If convicted, Trump could be banned from ever again holding public office. If not, Trump, who won the votes of 74 million Americans just two months ago, might simply run for president again in 2024.
The judgment facing Republicans is more political than constitutional, said Frank O Bowman III, author of High Crimes and Misdemeanors: A History of Impeachment for the Age of Trump and a professor at the University of Missouri school of law.
“If Republicans decide, as most of them will, maybe nearly all, to vote against this, it’s going to have nothing to do with their opinion about the behavior of Donald Trump,” he said.
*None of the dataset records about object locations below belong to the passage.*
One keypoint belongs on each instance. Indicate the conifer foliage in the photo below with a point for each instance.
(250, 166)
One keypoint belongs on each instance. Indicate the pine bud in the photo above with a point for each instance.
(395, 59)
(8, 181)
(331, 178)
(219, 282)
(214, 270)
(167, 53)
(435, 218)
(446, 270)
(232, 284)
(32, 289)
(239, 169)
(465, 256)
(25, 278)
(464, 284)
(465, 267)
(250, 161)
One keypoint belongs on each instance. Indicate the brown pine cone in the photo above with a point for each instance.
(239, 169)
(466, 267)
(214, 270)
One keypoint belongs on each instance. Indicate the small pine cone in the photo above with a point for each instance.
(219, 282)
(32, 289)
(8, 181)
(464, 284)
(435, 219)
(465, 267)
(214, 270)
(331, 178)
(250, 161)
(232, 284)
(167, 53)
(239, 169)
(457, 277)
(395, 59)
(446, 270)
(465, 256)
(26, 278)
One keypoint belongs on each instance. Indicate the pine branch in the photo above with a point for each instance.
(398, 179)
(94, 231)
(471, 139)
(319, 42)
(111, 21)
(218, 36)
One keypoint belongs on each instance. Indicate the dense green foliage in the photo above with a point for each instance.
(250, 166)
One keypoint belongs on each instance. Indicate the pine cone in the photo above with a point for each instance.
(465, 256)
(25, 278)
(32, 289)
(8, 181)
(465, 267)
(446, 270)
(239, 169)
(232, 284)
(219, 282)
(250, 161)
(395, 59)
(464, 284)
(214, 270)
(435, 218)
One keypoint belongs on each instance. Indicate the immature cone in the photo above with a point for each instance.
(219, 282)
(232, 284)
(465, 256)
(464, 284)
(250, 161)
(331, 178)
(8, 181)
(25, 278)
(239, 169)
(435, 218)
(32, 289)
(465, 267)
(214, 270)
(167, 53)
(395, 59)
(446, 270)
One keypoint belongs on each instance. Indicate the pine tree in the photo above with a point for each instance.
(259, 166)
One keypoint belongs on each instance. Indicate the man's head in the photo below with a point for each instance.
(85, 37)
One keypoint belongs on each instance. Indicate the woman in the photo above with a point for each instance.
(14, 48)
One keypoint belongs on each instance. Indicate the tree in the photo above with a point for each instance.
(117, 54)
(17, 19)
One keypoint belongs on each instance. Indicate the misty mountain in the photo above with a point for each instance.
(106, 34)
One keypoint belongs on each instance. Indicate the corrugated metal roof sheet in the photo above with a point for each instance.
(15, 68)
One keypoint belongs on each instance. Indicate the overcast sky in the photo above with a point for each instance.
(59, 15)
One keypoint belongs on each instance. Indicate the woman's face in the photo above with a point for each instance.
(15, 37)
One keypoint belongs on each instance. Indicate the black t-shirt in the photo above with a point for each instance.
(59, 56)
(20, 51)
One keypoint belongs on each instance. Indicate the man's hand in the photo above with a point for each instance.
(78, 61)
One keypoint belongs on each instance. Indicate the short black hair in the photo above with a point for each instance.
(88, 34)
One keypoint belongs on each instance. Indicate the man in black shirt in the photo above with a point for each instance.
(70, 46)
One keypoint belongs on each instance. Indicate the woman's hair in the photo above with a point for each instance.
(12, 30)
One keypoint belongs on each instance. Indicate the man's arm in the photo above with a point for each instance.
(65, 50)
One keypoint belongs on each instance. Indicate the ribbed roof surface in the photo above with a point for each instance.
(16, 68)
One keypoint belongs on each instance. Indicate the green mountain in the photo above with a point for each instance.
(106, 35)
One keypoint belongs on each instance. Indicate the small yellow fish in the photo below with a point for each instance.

“It will have everything to do with their narrow political calculation about balancing whatever allegiance they may feel to the constitution with concerns about being attacked from the Trumpist right, to, on the other side, a sense that I suspect many of them have that if they could rid themselves of this turbulent priest, and not have to suffer any major electoral consequences, they’d do it in a minute.”
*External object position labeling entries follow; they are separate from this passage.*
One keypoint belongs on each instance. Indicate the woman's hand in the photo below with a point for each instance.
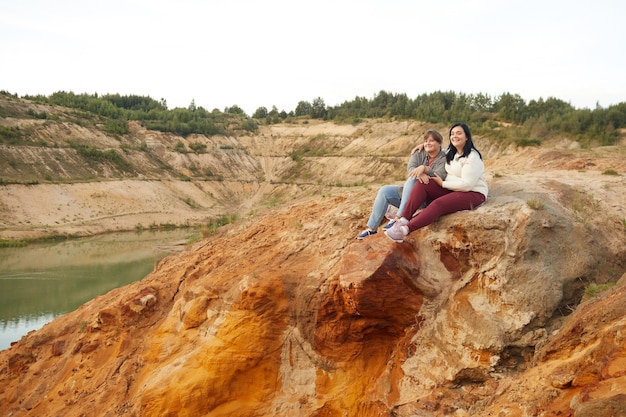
(418, 148)
(416, 172)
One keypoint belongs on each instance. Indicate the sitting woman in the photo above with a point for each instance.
(424, 163)
(465, 187)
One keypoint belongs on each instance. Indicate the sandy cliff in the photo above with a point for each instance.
(483, 313)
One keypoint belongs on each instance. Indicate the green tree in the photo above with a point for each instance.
(303, 108)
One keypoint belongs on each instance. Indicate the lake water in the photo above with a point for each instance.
(43, 281)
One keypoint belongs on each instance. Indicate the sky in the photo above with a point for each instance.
(253, 54)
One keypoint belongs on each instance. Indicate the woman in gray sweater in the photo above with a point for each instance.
(422, 166)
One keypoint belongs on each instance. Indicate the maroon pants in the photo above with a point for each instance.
(442, 201)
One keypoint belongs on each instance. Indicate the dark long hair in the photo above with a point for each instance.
(469, 145)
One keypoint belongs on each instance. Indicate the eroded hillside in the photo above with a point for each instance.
(284, 313)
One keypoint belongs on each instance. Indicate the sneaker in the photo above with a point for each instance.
(389, 225)
(402, 221)
(397, 233)
(365, 233)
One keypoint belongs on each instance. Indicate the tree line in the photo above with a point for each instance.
(525, 122)
(515, 119)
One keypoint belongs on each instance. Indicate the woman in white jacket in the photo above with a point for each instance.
(464, 188)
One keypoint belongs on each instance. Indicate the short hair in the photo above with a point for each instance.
(435, 135)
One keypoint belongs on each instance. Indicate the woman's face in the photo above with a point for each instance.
(458, 137)
(431, 145)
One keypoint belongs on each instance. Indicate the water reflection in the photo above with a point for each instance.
(41, 282)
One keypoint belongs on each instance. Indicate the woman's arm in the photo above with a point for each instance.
(471, 170)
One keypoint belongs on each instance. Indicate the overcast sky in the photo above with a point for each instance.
(276, 53)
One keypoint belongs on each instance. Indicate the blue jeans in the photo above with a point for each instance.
(389, 194)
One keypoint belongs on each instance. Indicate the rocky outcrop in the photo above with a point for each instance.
(289, 315)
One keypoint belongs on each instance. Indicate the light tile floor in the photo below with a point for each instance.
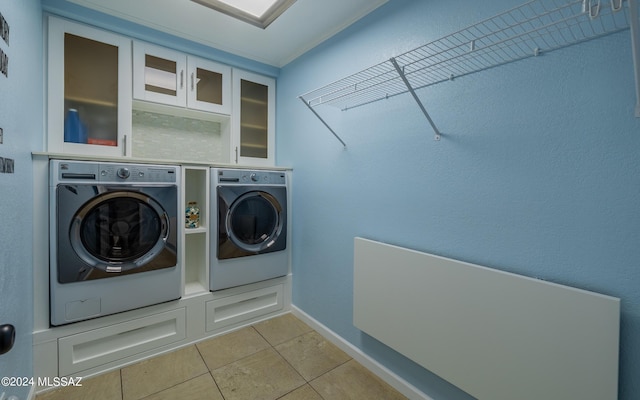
(281, 358)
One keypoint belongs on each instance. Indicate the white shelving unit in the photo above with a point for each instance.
(533, 28)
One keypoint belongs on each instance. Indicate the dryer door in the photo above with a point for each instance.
(254, 223)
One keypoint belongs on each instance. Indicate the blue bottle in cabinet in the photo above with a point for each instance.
(74, 129)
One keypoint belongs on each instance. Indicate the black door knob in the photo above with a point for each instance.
(7, 337)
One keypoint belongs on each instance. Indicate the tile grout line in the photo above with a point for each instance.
(209, 371)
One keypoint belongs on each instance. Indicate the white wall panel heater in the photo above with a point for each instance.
(493, 334)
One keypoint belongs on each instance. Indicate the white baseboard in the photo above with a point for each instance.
(372, 365)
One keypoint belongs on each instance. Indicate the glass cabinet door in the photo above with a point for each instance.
(90, 91)
(89, 96)
(254, 117)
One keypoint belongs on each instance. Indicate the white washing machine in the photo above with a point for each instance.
(113, 238)
(249, 227)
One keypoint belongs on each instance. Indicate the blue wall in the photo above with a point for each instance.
(538, 172)
(21, 105)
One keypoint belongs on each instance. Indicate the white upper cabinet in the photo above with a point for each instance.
(170, 77)
(253, 119)
(89, 96)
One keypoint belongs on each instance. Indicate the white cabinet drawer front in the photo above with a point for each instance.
(93, 348)
(237, 308)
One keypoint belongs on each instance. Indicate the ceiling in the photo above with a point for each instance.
(303, 26)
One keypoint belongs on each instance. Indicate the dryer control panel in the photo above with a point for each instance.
(251, 177)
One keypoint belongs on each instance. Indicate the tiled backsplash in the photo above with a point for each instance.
(163, 136)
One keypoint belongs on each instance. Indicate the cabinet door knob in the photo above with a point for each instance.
(7, 337)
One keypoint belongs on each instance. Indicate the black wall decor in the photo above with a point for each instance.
(4, 58)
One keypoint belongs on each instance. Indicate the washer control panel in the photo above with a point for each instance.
(83, 171)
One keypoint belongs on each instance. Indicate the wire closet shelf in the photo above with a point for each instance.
(528, 30)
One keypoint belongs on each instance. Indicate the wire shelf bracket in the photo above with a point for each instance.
(533, 28)
(415, 96)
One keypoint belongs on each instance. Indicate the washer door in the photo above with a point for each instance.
(253, 223)
(119, 230)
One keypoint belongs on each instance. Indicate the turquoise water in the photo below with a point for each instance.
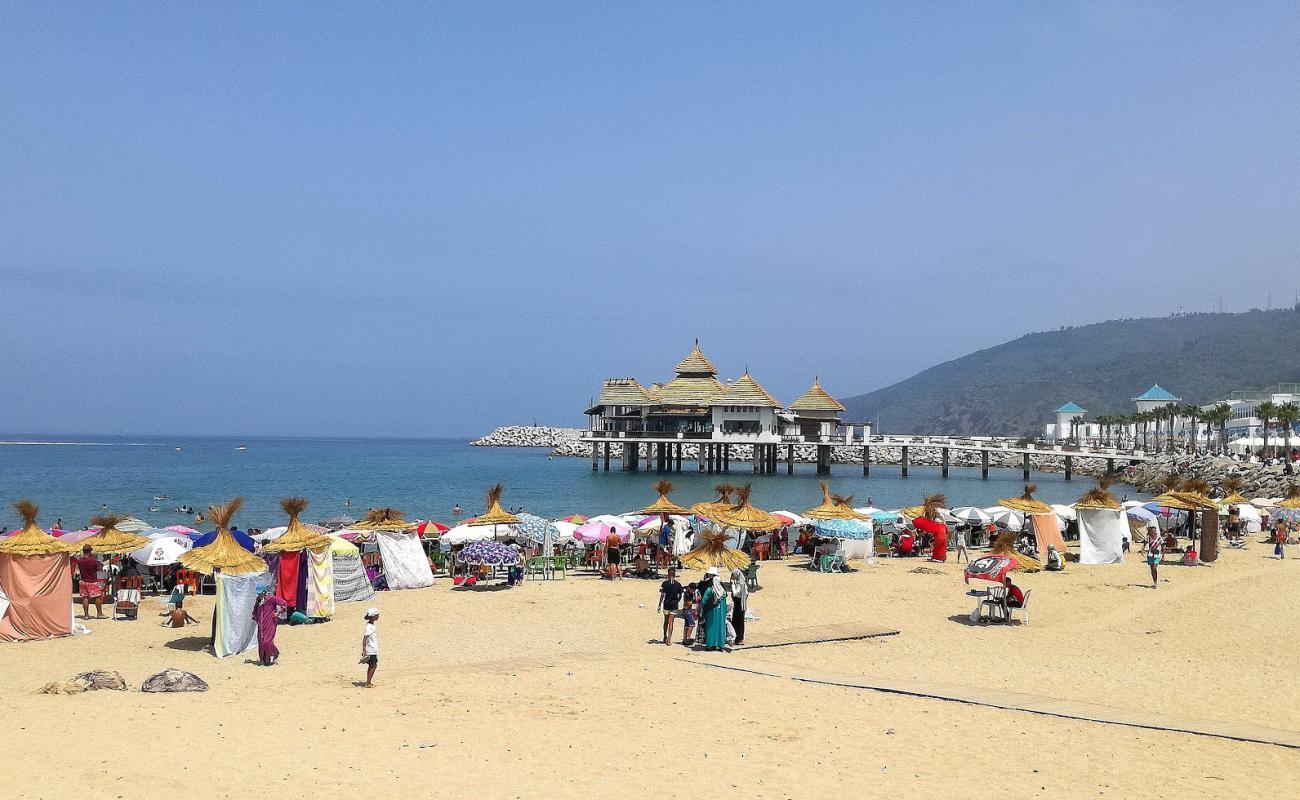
(424, 478)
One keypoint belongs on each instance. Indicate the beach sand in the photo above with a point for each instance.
(560, 687)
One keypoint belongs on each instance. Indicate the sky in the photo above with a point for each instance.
(432, 219)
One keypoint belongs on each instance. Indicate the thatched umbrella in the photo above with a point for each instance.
(745, 517)
(297, 536)
(709, 509)
(382, 519)
(832, 506)
(224, 553)
(1025, 504)
(109, 539)
(30, 540)
(663, 505)
(713, 552)
(1099, 497)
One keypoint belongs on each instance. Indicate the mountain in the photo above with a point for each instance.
(1014, 388)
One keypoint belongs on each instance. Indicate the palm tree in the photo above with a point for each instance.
(1192, 413)
(1287, 414)
(1265, 411)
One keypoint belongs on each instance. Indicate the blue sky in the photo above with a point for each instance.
(421, 220)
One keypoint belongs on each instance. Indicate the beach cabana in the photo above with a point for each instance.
(300, 562)
(1103, 526)
(1045, 524)
(35, 582)
(404, 562)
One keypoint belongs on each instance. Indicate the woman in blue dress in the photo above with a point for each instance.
(714, 612)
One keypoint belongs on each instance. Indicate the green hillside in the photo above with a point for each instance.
(1014, 388)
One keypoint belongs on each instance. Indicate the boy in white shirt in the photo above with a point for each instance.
(371, 645)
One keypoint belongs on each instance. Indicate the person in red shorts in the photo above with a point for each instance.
(91, 587)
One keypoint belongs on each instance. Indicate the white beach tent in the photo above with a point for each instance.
(1101, 535)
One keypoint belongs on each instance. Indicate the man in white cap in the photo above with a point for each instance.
(371, 645)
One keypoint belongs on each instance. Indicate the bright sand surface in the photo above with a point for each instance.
(557, 688)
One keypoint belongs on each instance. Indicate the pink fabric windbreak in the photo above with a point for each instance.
(40, 597)
(1047, 530)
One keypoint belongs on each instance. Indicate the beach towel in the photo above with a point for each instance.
(1047, 531)
(1101, 535)
(350, 583)
(235, 631)
(287, 584)
(404, 562)
(320, 584)
(35, 595)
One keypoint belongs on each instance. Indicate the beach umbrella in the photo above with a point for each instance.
(490, 553)
(111, 539)
(536, 528)
(297, 535)
(713, 552)
(163, 550)
(663, 505)
(791, 518)
(30, 540)
(428, 530)
(709, 509)
(832, 506)
(224, 552)
(1025, 504)
(993, 569)
(384, 519)
(843, 528)
(970, 515)
(598, 530)
(745, 517)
The most important Republican senator of all, minority leader McConnell has indicated that he might vote to convict Trump, whom he blasted on the floor of the Senate a day before Trump left office.
“The mob was fed lies,” McConnell said. “They were provoked by the president and other powerful people. And they tried to use fear and violence to stop a specific proceeding of the first branch of the federal government which they did not like. But we pressed on.”
McConnell’s break with Trump is breathtaking for many political observers. The last time Trump faced an impeachment trial, McConnell promised “total coordination with the White House” on Trump’s defense, said there was “no chance” Trump would be convicted, and told Fox News, “the case is so darn weak coming from the House”.
This time, McConnell has announced: “I have not made a final decision on how I will vote, and I intend to listen to the legal arguments when they are presented to the Senate.”